No total, cada aparelho passou por 500 ciclos de carga e descarga, porém seguindo rotinas distintas. O HTX Studio também repetiu uma ideia parecida com smartphones iQOO 7, comparando um grupo em recarga rápida de 120 W com outro em recarga lenta de 18 W.

Conclusão: pare de se preocupar tanto

Depois de 500 ciclos, o HTX Studio chegou a uma conclusão pragmática: a melhor forma de recarregar o seu smartphone é a que funciona para você.

Nos iPhone 12, os aparelhos carregados mais lentamente terminaram com uma perda de 11,8% na capacidade da bateria, enquanto os que usaram recarga rápida ficaram em 12,3%. Ou seja: existe diferença, mas ela é pequena. No caso do iQOO 7, o resultado seguiu a mesma linha: não apareceu uma distância grande entre os métodos.

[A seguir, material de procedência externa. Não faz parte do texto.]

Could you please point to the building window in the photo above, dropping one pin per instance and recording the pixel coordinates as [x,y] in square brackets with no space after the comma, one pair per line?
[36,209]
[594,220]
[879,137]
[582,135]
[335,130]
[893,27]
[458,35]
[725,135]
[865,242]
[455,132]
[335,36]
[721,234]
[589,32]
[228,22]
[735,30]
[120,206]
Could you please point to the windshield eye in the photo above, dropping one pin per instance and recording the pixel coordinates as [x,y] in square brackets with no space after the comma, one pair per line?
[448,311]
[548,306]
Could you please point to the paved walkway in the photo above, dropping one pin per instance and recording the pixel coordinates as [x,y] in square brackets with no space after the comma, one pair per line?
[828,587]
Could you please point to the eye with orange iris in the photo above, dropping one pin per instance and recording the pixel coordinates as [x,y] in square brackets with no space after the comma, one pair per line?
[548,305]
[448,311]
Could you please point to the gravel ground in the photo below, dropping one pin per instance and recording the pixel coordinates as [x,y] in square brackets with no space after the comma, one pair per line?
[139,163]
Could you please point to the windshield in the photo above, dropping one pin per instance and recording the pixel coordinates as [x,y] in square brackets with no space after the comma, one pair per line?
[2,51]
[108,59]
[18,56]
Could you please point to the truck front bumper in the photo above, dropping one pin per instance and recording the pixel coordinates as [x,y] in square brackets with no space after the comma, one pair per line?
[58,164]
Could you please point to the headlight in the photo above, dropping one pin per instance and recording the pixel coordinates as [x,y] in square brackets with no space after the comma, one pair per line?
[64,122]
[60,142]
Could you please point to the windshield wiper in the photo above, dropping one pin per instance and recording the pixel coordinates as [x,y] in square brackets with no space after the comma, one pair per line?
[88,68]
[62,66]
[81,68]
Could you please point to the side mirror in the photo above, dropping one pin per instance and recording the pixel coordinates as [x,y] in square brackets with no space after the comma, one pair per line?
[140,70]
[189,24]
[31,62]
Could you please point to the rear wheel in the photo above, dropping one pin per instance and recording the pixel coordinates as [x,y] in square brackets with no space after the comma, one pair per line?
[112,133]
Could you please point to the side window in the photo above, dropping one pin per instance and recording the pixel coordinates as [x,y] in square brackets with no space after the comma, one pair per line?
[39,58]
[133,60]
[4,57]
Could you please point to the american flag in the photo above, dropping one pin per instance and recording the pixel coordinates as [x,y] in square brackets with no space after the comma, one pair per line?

Na explicação do canal, esses 500 ciclos de carga e descarga equivaleriam a quase um ano e meio de uso.

O que mais preservou a capacidade da bateria (30% a 80%) - e por que o ganho é limitado

Entre todos os cenários, os smartphones que menos perderam capacidade ao fim dos 500 ciclos foram os que operaram no intervalo de 30% a 80%. Ainda assim, segundo o HTX Studio, os benefícios não são tão expressivos a ponto de justificar gastar tempo e energia tentando “otimizar” cada recarga, já que os ganhos práticos acabam sendo limitados.

Dicas extras (além do método de recarga) que costumam fazer diferença no dia a dia

Mesmo que recarga rápida versus recarga lenta não mude muito no agregado, há fatores do cotidiano que tendem a pesar bastante para a saúde da bateria. Um dos principais é calor: carregar o celular em locais abafados, sob sol direto, dentro do carro fechado ou com capinhas que retêm calor pode acelerar o desgaste. Se você percebe o aparelho esquentando demais, vale remover a capa durante a carga e evitar uso pesado enquanto carrega.

Outro ponto importante é a qualidade do carregador e do cabo. Acessórios certificados e em bom estado ajudam a manter a entrega de energia mais estável e reduzem situações de aquecimento e oscilação. Na prática, isso costuma ser mais relevante do que “perseguir” um único percentual ideal o tempo todo.